I make an incision in the calf’s abdomen, opening an artery and lying down to drink the warm blood. Afterwards I eat the contents of the stomach, a warm and steaming porridge which makes me dizzily sated. God does not want me to die. I have understood that now. I drag the calf back with me to the settlement. Darkness comes, and then it is light again before I have even returned. In front of the house I skin the animal and cut it up into smaller pieces. I heat up the dwelling and boil some of the meat in a pot we have taken from the colony. I say the Lord’s Prayer before eating.

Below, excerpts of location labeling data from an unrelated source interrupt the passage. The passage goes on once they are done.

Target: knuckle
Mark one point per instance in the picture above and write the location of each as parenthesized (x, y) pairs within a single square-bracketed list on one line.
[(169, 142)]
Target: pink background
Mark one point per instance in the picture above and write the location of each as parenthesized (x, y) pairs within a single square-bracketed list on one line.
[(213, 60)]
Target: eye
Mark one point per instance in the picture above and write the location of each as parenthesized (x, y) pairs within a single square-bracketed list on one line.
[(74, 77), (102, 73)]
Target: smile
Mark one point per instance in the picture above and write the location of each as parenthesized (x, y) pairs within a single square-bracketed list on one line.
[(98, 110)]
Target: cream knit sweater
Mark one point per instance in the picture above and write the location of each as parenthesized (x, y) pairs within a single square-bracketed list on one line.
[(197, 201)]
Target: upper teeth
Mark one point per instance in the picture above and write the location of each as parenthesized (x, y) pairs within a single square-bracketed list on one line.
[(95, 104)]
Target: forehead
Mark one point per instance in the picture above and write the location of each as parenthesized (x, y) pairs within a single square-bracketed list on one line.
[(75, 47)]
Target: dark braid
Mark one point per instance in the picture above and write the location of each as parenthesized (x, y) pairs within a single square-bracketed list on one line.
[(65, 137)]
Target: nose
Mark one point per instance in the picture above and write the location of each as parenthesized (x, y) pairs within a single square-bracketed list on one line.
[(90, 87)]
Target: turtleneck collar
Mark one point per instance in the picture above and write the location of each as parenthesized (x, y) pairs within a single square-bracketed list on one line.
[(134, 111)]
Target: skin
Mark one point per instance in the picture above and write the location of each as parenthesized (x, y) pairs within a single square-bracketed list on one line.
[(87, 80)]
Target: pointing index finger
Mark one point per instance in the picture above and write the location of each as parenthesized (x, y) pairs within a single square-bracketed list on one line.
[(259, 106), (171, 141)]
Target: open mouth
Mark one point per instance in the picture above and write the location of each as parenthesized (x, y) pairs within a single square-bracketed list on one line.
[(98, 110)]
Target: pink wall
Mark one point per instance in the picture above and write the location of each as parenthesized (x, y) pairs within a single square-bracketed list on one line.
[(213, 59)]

I remain in the empty settlement until the calf is eaten. I eat it all, the meat, the guts, the tongue, the brain, the tallow. It takes several weeks. I see no humans, no animals. God wanted me to kill this calf and eat it, thereby to live. But why? I cannot fathom it.
And then there is no more meat. I begin to feel hunger. It feels good. I cannot imagine a better way to die. But then one day someone comes. I see one of the colony boats come sailing with four men on board. I go down to the shore and wait for them. It is the priest, Egede, his son and two oarsmen. They come ashore and follow me up to the dwelling. I have no more food, I tell them.
We have some with us, my child, Egede says.
We eat pease porridge and salt-cured meat, and barley porridge fried into patties. My word, such food makes a person fart. I tell them all that has happened, how all those christened have died in belief of salvation. They look at me as if they cannot quite believe their own ears. But they can see the stone graves. They stay with me for three days and the priest says the Lord’s Prayer over the graves. He performs the Holy Communion, preaches and reads from the Book of Genesis, the wanderings in the wilderness.
It is soon Easter, he says. Return with us to the colony, my child.
On Palm Sunday I am seated in the colony boat. I watch as my home disappears behind me, the graves of my mother, my siblings, my fellows, small snow-tipped mounds of rocks gradually dissolving into the surroundings. A promontory comes between us, and they are gone. I turn and look ahead. If I am lucky, death awaits me in the colony.